Adnan Binyazar

Söz öğretmende

12 Temmuz 2024 Cuma

Atatürk’ün, gecesini gündüzüne katıp üzerinde durduğu eğitim, çağdaşlığın temel ilkelerini kökleştirip yeni kuşaklar yetiştirmeye yönelikti. Bunu da ancak öğretmen gerçekleştirebilirdi.

Cumhuriyet dönemiyle başlayan eğitim, sonradan gelen iktidarlarca yozlaştırıldıkça öğretmenin başına gelmeyen kalmamıştır. 

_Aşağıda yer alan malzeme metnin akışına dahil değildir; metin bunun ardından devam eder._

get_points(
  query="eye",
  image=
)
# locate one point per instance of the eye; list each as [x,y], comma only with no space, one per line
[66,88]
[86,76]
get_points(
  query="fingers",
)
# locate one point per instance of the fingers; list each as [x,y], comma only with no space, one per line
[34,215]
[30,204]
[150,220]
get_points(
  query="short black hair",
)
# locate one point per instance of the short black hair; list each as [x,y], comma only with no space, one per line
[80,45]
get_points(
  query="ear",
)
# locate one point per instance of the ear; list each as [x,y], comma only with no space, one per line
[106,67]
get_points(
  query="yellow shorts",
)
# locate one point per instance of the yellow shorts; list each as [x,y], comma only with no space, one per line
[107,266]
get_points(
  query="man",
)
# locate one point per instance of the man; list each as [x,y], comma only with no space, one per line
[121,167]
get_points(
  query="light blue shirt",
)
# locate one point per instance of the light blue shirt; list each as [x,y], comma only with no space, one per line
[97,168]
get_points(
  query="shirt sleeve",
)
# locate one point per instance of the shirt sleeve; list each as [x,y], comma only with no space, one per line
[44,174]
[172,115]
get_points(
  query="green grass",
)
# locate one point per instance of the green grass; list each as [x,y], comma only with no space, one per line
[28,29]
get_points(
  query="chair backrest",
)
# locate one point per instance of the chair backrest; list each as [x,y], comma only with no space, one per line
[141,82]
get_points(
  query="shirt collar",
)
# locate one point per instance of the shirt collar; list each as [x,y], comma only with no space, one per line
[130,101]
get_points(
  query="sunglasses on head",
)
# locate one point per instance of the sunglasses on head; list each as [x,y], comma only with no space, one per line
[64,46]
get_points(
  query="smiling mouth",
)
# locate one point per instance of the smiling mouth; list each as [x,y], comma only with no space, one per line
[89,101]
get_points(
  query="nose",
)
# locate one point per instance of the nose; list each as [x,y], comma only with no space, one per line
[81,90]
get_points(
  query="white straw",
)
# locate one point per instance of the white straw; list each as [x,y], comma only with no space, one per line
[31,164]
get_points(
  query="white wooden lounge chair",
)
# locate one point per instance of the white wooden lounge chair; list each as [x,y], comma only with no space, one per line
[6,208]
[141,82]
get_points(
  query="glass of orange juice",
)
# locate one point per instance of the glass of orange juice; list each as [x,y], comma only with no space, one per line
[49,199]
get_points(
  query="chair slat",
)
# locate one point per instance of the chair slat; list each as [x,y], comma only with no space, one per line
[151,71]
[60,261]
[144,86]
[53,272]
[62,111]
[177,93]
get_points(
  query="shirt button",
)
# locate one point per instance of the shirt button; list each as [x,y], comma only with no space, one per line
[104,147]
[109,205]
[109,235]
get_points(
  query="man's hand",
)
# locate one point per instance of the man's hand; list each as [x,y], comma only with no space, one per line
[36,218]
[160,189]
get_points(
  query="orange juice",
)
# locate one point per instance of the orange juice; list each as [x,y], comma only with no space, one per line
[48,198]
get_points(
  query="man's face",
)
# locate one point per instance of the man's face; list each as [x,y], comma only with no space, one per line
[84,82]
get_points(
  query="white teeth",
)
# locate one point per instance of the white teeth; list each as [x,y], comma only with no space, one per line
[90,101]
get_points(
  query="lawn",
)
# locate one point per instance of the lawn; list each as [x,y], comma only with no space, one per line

Cumhuriyetçi anlayışla yetişen Özdemir İnce Gazi Eğitim Enstitüsü’nün Fransızca, ben edebiyat bölümünde o anlayışta öğretmenlik eğitimi gördük. İnce, öğretmenliğini geliştirirken şairlik yolunda da ilerliyordu. Düzyazılarındaki akışkanlıkta şairliğinin izi vardır. 

MUSTAFA NECATİ

İnce Cumhuriyet’teki 07.07.24 günkü yazısında, öğretmen İsmail Somuncu’nun yıllar önce ona gönderdiği Cumhuriyet döneminin eşsiz Milli Eğitim Bakanı Mustafa Necati’nin öğretmenlere seslenerek yazdığı mektubunu, “sözcük güncellemeleriyle” yeniden biçimledi. 

Günümüz milli eğitim bakanının, Cumhuriyetle temeli atılan çağdaş eğitim anlayışını kökünden kurutmaya kalktığı, eğitimin yozlaştırıldığı bir dönemde Mustafa Necati’nin öğretmenlere seslenişi, Atatürk’ün, ülkemizin geleceğini emanet ettiği gençlere ayrı bir armağandır. 

ÖĞRETMENE SESLENİŞ 

“Artık mektep hayatın nihayete ermiş oluyor ve hakiki mücadele hayatına girmiş bulunuyorsun. Binaenaleyh (o halde) vazifesinin yüksek ve kutsi (kutsal) mahiyetini (nitelik, öz) tamamen idrak etmiş her muallim (anlamının gerçekten bilincine varmış her öğretmen) arkadaşın gibi senin de seni bekleyen yavrularının arasına koşmakta bir dakika teahhur etmeyeceğine (gecikmeyeceğine) eminim. Bilhassa (özellikle) bu sene yeni Türk harflerini tamim (yayma) gibi şerefli bir vazifen daha vardır. Bütün memleket evlatlarını bir an evvel yeni harflerle okutarak Türkiye’de okuma yazma bilmeyen bir fert (insan) bırakmayacak kadar geniş bir azimle (gayretle) çalışmak mecburiyetindesin (zorundasın). Bunun için yeni Türk harflerini çabuk öğren ve hemen herkese öğretmeye başla.”

Atatürk, Mustafa Necati’nin yitirildiğini duyunca hıçkırarak ağlamış, “Ah, o ne evlattı!” demiştir.

ÖĞRETMENLİK MESLEK YASASI 

Mustafa Necati o dar koşullarda ülkeyi bilgiyle donatacak öğretmenler yetiştirmiştir. Günümüzün bakanı ise 95 yıl sonra “Öğretmenlik Meslek Yasası”nın maddeleriyle öğretmeni küçültücü duruma düşürüyor. 

Cumhuriyet TV’nin sorularını yanıtlayan öğretmen Feray Aytekin Aydoğan, bu yasayı eleştirirken sorularla, yanıtlarla önemli noktalara değiniyor: 

Yasadaki “Öğretim programının amaçlarına aykırı davranmak, hayasızca hareketlerde bulunmak” açıklamasına bir soruyla yargıda bulunuyor: 

“Kimin hayalı olduğuna nasıl karar verilecek? Son madde de öğretmenlerin mesleğine son verilebileceği yazılı. Bu bilimsel, laik, kamusal eğitimi savunan tüm öğretmenleri tehdit anlamına gelir.”

Bir soru da benden: 

Gerçekleşmeyen bir olay üzerine yorumda bulunmak hangi mantığa sığar?